Shakuntala’s and Dusyanta’s marriage is going well, but the King has been called back to his duties in the capital. Though Anasuya speaks metaphorically of the distractions of the city, her remark also foreshadows the literal forgetting to come.
They hear a visitor announcing himself. It’s Durvasas, a short-tempered sage. They hear him pronouncing a curse: “That man, though prompted, / Shall not remember you at all, / Like a drunken sot, who cannot recall / What he said in his cups the night before.” The girls realize that Shakuntala has, disastrously, failed to welcome Durvasas with the formality he expects. Priyamvada rushes to placate him, and Durvasas concedes that “the sight of a memento can lift the curse.” The girls relax, recalling the ring Dusyanta has given Shakuntala.
Shakuntala grieves her separation from Dusyanta to the point that she neglects her duties at the ashram. Because hospitality is a sacred duty, failing to welcome an important guest would be considered a significant fault. However, the cranky Durvasas has an extreme reaction—placing a curse on Dusyanta, that he won’t remember Shakuntala when he sees her again. Remembering the signet ring Dusyanta gave her, the girls assume all will be well, but as the play goes on to reveal, such curses can have consequences that range far beyond the simple human circumstances in which they originated.
Shakuntala is full of grief in Dusyanta’s absence. Anasuya frets about the King’s failure to even send a letter, worrying that he’s faithless after all, or has been affected by Durvasas’s curse. She also fears how Kanva will react now that Shakuntala is carrying Dusyanta’s child.
Separation from the King causes all sorts of worries, especially now that Shakuntala is pregnant with his child. Even for such a happy couple, the threats of supernatural intervention and human secrecy are ever-present.
Suddenly Priyamvada appears, delighted—they are to celebrate Shakuntala’s departure as a bride. It turns out that Kanva, while making a sacrifice, heard a voice chanting the news: “For the world’s welfare your daughter / Bears the lustrous seed of King Dusyanta.” Kanva is happily sending her to her husband with an escort of seers.
The girls’ concerns about Kanva’s reaction to Shakuntala’s marriage and pregnancy were unfounded, it turns out. Kanva is happy to learn that his foster daughter carries a royal child, and he’s ready to reunite husband and wife with due honor. At this point, it seems that duty and love will become one for Shakuntala, though it will actually turn out to be some time before they are fully united.
Priyamvada, Anasuya, and the other hermit women shower Shakuntala with blessings. They also adorn her with ornaments which the forest trees have miraculously provided: “It was a tree itself spun this moon-white cloth / […] And gods of the trees that conjured these jewels, / Hands sprouting from branches like fresh green shoots.” Priyamvada takes this as a sign of the royal fortune awaiting Shakuntala.

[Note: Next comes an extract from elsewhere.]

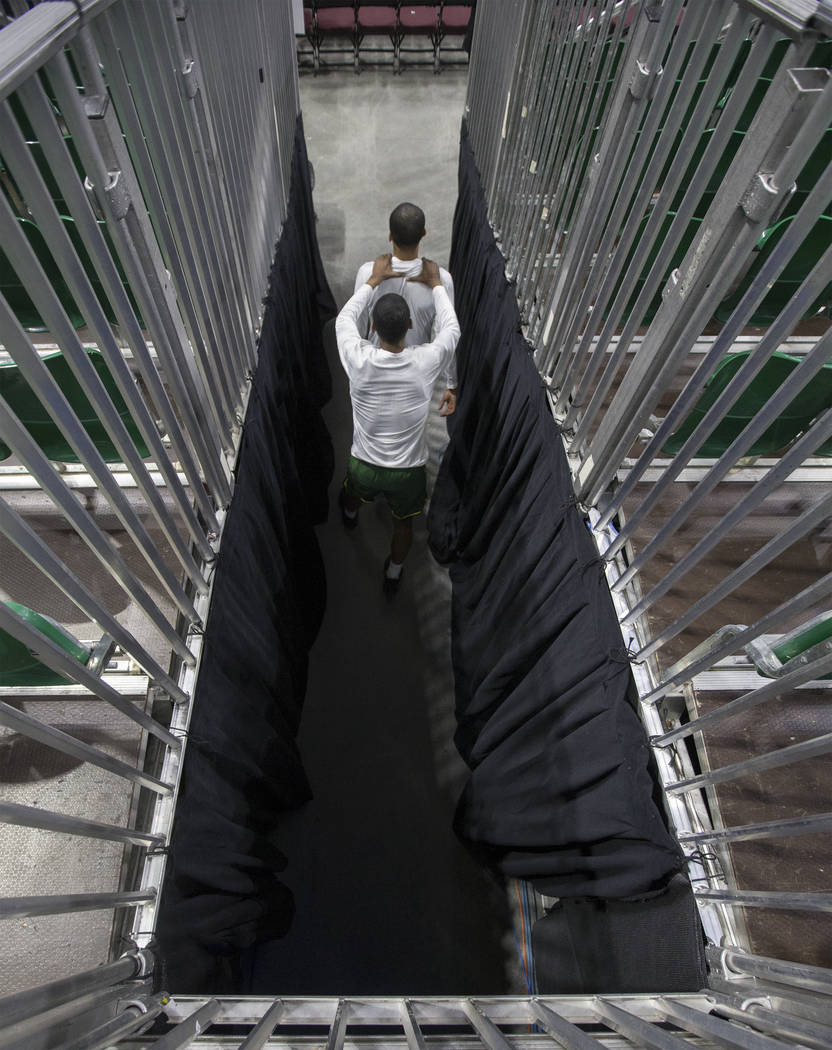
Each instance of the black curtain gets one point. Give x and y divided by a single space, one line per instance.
560 790
242 768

The women celebrate Shakuntala’s marriage and her impending departure to join her royal household. The trees, so lovingly tended by Shakuntala, fashion miraculous adornments for her to wear—the natural world once again reflects the emotional state of human beings, and the blessings of the trees are another form of the supernatural forces common throughout the play.

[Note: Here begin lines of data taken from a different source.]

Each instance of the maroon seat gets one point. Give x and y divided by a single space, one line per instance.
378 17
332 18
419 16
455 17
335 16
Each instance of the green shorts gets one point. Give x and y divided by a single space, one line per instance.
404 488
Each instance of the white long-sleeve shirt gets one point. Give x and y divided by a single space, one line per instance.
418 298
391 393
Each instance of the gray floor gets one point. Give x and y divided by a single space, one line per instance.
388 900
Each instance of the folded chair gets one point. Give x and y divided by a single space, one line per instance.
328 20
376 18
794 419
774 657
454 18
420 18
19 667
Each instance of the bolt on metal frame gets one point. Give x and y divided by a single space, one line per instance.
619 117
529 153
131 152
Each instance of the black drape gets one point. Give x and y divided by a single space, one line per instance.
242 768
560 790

The trees of the forest bless Shakuntala, and she and Kanva share an emotional farewell. As Shakuntala bids goodbye to her favorite tree, the Light of the Forest, Kanva comments that Shakuntala has attracted the very husband he would’ve wanted for her: “And now the jasmine and the mango / Have entwined, I have no worries left.” She tearfully says goodbye to Priyamvada and Anasuya, and they remind her to show Dusyanta the ring he gave her, in case he’s slow to recognize her.
Shakuntala bids goodbye to the pair of trees she’d compared to a married couple in Act I; she and Dusyanta appear here to be the personification of the trees’ “romance.” Everything appears to be going auspiciously as Shakuntala leaves her native hermitage for her new life in the capital. But her friends remind her of the signet ring, foreshadowing the ongoing effects of Durvasas’s curse.